冗談ぽく笑って言うハルに対して、少し自分の頬を緩んでいくのがわかる。昔から、ハルと一緒にいると本当のお兄ちゃんといるみたいですごく安心した。

「……その、今は色々あるけどよ……。それでも、いつかまた俺達のところへ戻って来てくれるか……?」

ハルはみんな仲良くいて欲しいのだと思う。幼馴染はみんな思いやりのある子ばかりだから、今までケンカもろくにしたことがなくて。優しいハルには耐えれないのだろう。
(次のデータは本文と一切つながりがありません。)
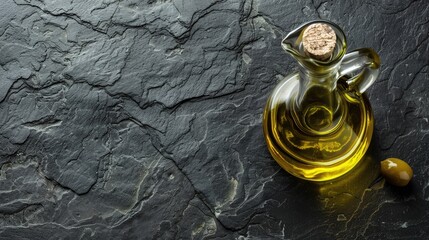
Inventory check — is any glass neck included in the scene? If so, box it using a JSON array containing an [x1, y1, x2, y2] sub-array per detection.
[[295, 64, 341, 131]]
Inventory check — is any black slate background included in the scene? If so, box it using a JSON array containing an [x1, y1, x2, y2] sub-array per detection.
[[0, 0, 429, 239]]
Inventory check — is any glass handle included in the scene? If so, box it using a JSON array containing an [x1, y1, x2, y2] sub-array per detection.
[[340, 48, 380, 94]]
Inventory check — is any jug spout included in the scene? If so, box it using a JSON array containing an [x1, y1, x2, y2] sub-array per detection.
[[281, 20, 347, 71]]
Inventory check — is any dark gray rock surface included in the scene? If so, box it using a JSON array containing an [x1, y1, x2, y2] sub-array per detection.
[[0, 0, 429, 239]]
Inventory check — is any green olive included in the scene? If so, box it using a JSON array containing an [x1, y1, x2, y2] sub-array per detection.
[[381, 158, 413, 187]]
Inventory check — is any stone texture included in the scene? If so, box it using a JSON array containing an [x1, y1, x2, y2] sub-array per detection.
[[0, 0, 429, 239]]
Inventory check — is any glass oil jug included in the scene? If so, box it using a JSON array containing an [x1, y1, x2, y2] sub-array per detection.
[[263, 21, 380, 181]]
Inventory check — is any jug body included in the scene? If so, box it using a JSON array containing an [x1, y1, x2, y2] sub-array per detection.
[[263, 21, 379, 181]]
少し不安そうに聞かれて、罪悪感で胸が押し潰されそうになるけど、それを顔に出さないように私は今できる限りの笑顔を作った。

「うん、きっと戻るよ。だから心配しないで」
「……そうか」

ほっとしたような表情を見せるハルに対して、心の中で「ごめんね」と謝る。
みんなが……ハルが、ずっと大事にしてきたものを壊したのは私だから。

(……ごめんね、ハル)

ハルにもみんなにも、いつも笑っていて欲しい。悲しい顔なんてして欲しくない。
これからもずっと、仲良く楽しくいて欲しい。

……だから。


(私は……、もう戻れないよ)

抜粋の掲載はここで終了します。